Aussi, au vu de l'arrêt de travail dont a bénéficié M. [Z] à compter du 13 janvier 2018 et du traitement anxio-dépressif qui lui a été prescrit le 15 février 2018, il convient de condamner l'Office public de l'habitat de [Localité 4] à lui payer la somme de 1 000 euros à titre de dommages et intérêts pour préjudice moral.
Sur les intérêts
Les sommes allouées à caractère indemnitaire porteront intérêt au taux légal à compter du présent arrêt et les intérêts échus produiront intérêts, dés lors qu'ils seront dus au moins pour une année entière à compter de l'arrêt, conformément aux dispositions de l'article 1343-2 du code civil.
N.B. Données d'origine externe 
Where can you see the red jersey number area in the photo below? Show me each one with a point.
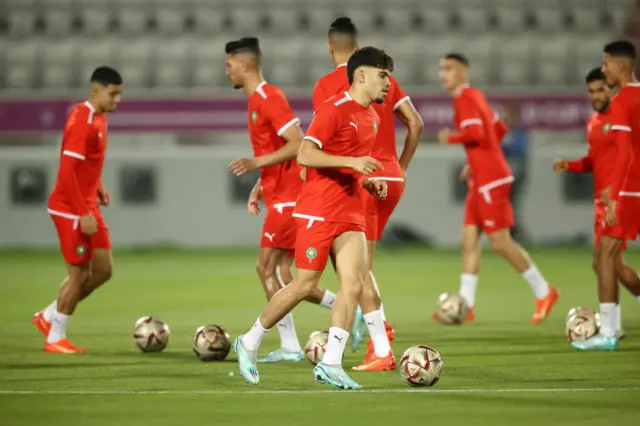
(331, 201)
(489, 210)
(77, 248)
(269, 117)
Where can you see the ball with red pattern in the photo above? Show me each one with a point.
(581, 327)
(151, 334)
(211, 343)
(421, 366)
(316, 345)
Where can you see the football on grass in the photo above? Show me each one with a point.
(315, 347)
(151, 334)
(581, 327)
(451, 309)
(211, 343)
(421, 366)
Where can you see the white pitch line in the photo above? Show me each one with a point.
(310, 392)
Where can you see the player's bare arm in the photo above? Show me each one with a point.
(310, 155)
(377, 188)
(407, 113)
(253, 205)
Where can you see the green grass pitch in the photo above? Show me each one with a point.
(499, 370)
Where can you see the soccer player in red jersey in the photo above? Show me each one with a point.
(342, 42)
(600, 160)
(74, 208)
(330, 214)
(622, 191)
(488, 208)
(275, 136)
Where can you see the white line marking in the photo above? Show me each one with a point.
(309, 392)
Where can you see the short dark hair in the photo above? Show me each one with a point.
(343, 25)
(459, 57)
(105, 76)
(368, 57)
(245, 44)
(595, 74)
(621, 48)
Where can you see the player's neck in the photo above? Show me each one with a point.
(95, 106)
(251, 83)
(360, 98)
(625, 80)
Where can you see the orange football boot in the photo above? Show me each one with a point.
(63, 346)
(544, 306)
(375, 363)
(41, 324)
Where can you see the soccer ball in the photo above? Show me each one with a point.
(211, 343)
(316, 345)
(580, 311)
(451, 309)
(151, 334)
(581, 327)
(421, 366)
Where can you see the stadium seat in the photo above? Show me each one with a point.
(172, 59)
(514, 60)
(23, 59)
(94, 54)
(59, 68)
(208, 66)
(554, 60)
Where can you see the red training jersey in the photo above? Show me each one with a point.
(601, 154)
(625, 122)
(84, 145)
(476, 129)
(341, 127)
(334, 83)
(269, 117)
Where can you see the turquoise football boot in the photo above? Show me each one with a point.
(246, 362)
(334, 376)
(282, 355)
(597, 343)
(358, 329)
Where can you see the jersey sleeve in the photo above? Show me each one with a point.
(471, 124)
(621, 126)
(398, 96)
(277, 110)
(324, 125)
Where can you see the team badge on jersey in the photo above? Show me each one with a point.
(311, 253)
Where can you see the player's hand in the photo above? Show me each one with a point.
(560, 165)
(365, 165)
(104, 195)
(242, 166)
(253, 205)
(465, 173)
(611, 218)
(443, 136)
(377, 188)
(88, 224)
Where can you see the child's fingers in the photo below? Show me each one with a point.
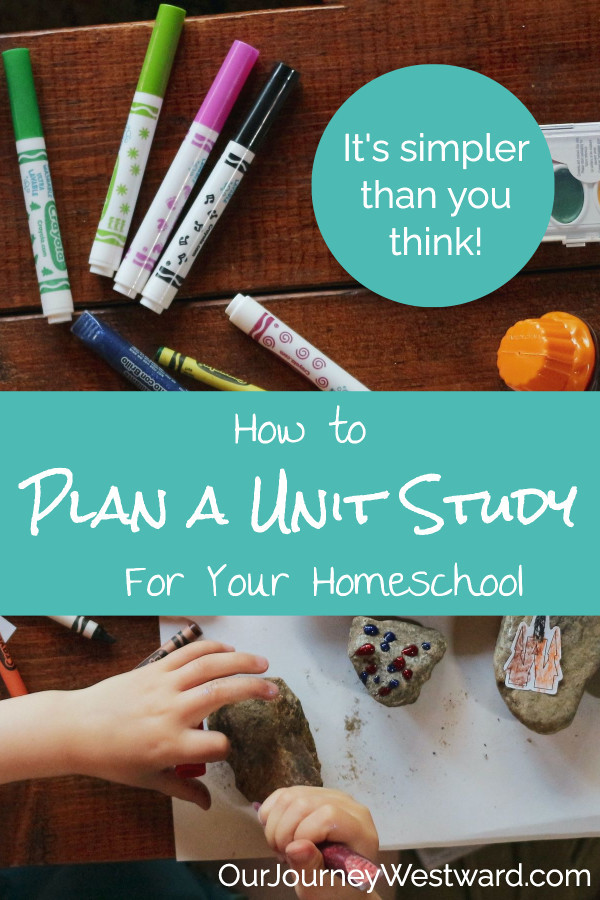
(208, 698)
(271, 823)
(284, 820)
(183, 788)
(218, 665)
(203, 746)
(196, 649)
(303, 856)
(336, 823)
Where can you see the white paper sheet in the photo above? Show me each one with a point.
(454, 768)
(7, 629)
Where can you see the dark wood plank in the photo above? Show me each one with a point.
(538, 54)
(275, 250)
(64, 820)
(399, 348)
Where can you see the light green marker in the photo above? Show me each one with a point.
(46, 243)
(128, 172)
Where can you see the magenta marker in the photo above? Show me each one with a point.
(177, 184)
(266, 329)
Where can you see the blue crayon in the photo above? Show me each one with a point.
(124, 358)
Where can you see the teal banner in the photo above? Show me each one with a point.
(200, 504)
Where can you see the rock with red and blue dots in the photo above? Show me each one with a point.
(393, 658)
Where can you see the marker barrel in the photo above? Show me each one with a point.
(130, 166)
(190, 237)
(46, 242)
(124, 358)
(269, 331)
(211, 202)
(184, 171)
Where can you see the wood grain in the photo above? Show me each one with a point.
(274, 250)
(384, 344)
(64, 820)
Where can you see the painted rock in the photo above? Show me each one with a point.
(271, 744)
(541, 672)
(394, 659)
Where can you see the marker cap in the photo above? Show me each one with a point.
(21, 91)
(553, 353)
(269, 102)
(227, 85)
(161, 50)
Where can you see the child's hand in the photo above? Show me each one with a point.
(134, 728)
(296, 819)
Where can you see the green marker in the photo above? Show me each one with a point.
(46, 243)
(128, 172)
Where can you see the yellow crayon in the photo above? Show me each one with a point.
(170, 359)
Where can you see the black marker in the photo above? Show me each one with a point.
(211, 202)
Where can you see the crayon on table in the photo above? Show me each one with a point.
(283, 341)
(217, 191)
(130, 166)
(46, 242)
(184, 171)
(201, 372)
(124, 358)
(86, 627)
(190, 633)
(10, 674)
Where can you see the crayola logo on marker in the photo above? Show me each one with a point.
(56, 249)
(135, 374)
Sur les dépens et frais irrépétibles
En qualité de partie succombante, il y a lieu de condamner l'Office public de l'habitat de [Localité 4] aux entiers dépens, y compris ceux de première instance, de le débouter de sa demande formulée en application de l'article 700 du code de procédure civile et de le condamner à payer à M. [Z] la somme de 3 000 euros sur ce même fondement.
PAR CES MOTIFS
LA COUR
Statuant contradictoirement et publiquement, par arrêt mis à disposition au greffe,
Infirme le jugement en toutes ses dispositions sauf en ce qu'il a débouté l'Office public de l'habitat de [Localité 4] de ses demandes et M. [G] [Z] de ses demandes de dommages et intérêts pour défaut d'accompagnement pendant le contrat de sécurisation professionnelle et défaut de prise en charge de sa formation ;
Statuant à nouveau des chefs infirmés,
Dit que le licenciement de M. [G] [Z] ne repose sur aucune cause réelle et sérieuse ;
Condamne l'Office public de l'habitat de [Localité 4] à payer à M. [G] [Z] la somme de 22 000 euros à titre de dommages et intérêts pour licenciement sans cause réelle et sérieuse ;
Condamne l'Office public de l'habitat de [Localité 4] à payer à M. [G] [Z] la somme de 1 000 euros à titre de dommages et intérêts pour préjudice moral ;
Ordonne à l'Office public de l'habitat de [Localité 4] de rembourser à Pôle emploi les indemnités chômage versées à M. [G] [Z] du jour de son licenciement au jour de la présente décision, dans la limite de six mois ;
Dit que les sommes allouées à caractère indemnitaire porteront intérêt au taux légal à compter du présent arrêt et que les intérêts échus produiront intérêts, dès lors qu'ils seront dus au moins pour une année entière à compter de l'arrêt ;
Condamne l'Office public de l'habitat de [Localité 4] aux entiers dépens ;
Condamne l'Office public de l'habitat de [Localité 4] à payer à M. [G] [Z] la somme de 3 000 euros en application de l'article 700 du code de procédure civile ;
Déboute l'Office public de l'habitat de [Localité 4] de sa demande formulée en application de l'article 700 du code de procédure civile.